Um conceito Imperial e Real como tal da realidade última, de qualquer forma, não é nem necessário ou universal.  Os hindus e os chineses não têm dificuldade em conceber uma identidade do ser e de “Cabeça-Deus”. Para a maioria dos asiáticos,  exceto os muçulmanos, o Cabeça-Deus” move e manifesta o mundo de forma muito parecida como a centopéia manipula centenas de pernas espontaneamente, sem deliberação ou cálculo. Em outras palavras, eles concebem o universo em analogia com um organismo como distinto de um mecanismo. Eles não vêem isso como um artefato de construção sob a direção consciente de algum técnico supremo, engenheiro, arquiteto.

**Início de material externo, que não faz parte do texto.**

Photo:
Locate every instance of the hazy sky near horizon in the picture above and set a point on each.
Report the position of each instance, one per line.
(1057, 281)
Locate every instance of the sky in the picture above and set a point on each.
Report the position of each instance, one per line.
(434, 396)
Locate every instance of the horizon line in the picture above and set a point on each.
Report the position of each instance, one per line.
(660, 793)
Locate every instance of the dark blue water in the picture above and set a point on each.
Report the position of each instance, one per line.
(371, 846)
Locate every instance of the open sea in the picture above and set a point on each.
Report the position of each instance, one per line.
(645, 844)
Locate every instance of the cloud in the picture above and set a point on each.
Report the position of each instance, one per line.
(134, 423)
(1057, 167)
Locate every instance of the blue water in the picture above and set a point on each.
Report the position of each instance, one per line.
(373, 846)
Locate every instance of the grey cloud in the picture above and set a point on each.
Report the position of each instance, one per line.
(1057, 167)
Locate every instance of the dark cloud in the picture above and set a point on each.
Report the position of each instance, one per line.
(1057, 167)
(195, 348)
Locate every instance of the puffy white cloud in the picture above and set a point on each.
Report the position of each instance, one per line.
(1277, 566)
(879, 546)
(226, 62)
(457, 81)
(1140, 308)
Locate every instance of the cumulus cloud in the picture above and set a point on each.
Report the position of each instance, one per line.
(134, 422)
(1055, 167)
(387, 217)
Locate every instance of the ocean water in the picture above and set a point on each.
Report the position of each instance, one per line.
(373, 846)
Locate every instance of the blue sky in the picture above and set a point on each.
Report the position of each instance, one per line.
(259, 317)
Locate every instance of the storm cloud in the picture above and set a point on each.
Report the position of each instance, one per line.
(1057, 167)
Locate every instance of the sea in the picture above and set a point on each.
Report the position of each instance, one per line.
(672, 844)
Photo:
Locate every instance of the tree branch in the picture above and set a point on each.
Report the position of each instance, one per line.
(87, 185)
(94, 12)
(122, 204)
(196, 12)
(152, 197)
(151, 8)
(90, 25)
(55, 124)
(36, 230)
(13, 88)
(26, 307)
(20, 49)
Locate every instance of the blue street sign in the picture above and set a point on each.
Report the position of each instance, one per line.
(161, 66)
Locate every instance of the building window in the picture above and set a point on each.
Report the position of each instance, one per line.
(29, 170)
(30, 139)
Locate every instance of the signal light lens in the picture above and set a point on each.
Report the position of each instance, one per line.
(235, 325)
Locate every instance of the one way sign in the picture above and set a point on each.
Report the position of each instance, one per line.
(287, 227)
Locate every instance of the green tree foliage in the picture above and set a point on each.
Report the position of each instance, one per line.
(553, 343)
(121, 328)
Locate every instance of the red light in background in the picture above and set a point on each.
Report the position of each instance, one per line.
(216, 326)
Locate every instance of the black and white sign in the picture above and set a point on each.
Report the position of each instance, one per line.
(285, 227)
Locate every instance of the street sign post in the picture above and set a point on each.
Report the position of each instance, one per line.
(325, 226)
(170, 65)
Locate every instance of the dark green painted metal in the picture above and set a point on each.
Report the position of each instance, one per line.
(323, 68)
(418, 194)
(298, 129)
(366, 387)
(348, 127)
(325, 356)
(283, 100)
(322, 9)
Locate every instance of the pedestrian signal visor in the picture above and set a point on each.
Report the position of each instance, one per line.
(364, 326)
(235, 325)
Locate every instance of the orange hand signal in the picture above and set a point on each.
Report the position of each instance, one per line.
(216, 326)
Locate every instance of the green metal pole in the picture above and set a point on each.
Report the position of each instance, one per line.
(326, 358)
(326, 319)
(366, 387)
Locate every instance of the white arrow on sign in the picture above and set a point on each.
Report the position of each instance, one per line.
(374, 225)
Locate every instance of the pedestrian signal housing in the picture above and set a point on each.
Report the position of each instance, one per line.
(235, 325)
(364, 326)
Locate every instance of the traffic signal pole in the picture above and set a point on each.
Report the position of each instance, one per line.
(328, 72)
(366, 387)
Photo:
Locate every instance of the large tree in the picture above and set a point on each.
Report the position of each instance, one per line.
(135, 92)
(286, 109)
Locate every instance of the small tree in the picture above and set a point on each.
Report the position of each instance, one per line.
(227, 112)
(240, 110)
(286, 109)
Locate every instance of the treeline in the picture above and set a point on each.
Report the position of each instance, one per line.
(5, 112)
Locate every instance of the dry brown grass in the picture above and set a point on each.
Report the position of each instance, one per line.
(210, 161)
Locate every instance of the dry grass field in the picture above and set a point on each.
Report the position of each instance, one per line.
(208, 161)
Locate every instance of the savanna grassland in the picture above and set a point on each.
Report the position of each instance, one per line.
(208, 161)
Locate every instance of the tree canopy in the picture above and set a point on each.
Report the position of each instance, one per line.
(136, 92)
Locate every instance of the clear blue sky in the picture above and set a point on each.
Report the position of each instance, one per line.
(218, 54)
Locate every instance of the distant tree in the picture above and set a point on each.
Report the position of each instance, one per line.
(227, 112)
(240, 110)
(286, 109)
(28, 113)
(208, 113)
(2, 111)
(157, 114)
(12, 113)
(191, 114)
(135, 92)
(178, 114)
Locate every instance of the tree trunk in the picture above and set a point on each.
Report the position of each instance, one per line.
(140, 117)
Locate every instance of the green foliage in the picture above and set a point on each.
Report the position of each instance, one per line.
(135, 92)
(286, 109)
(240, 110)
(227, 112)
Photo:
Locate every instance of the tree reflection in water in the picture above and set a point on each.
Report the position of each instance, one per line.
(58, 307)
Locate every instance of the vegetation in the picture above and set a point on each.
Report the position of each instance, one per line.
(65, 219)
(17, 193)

Se, de qualquer forma, no contexto da tradição cristã ou judaica, um indivíduo declara ele mesmo ser um com Deus, ele deve ser entendido como blasfemo (subversivo) ou insano. Tal experiência mística é uma ameaça clara aos conceitos religiosos tradicionais. A tradição judaico-cristã tem uma idéia monárquica de Deus, e monarcas, que governam pela força, não temem nada além da insubordinação. Por isso a Igreja sempre viu com suspeita o misticismo, porque eles se mostram como insubordinados e clamam igualdade ou pior, identidade com Deus. Por essa razão, John Scotus Erigena e Meister Eckhart foram condenados como hereges. Isso foi também porque os Quakers (n.t.: linha de evangélicos protestantes) encontraram oposição à sua doutrina da Luz Interior, e por sua recusa em remover chapéus em igrejas e cortes. Algum misticismo ocasional deve ser aceitável, tanto quanto eles se aterem em sua língua, como Santa Teresa d’Ávila e São João da Cruz, que mantiveram, devemos dizer, uma distância metafísica de respeito entre eles próprios e seu Rei dos Céus. Nada, de qualquer forma, poderia ser mais alarmante à hierarquia eclesiástica do que a eclosão popular do misticismo, que deve ser o suficiente para estabelecer a democracia no reino dos céus e, tal alarme seria compartilhado igualmente por católicos, judeus e protestantes fundamentalistas.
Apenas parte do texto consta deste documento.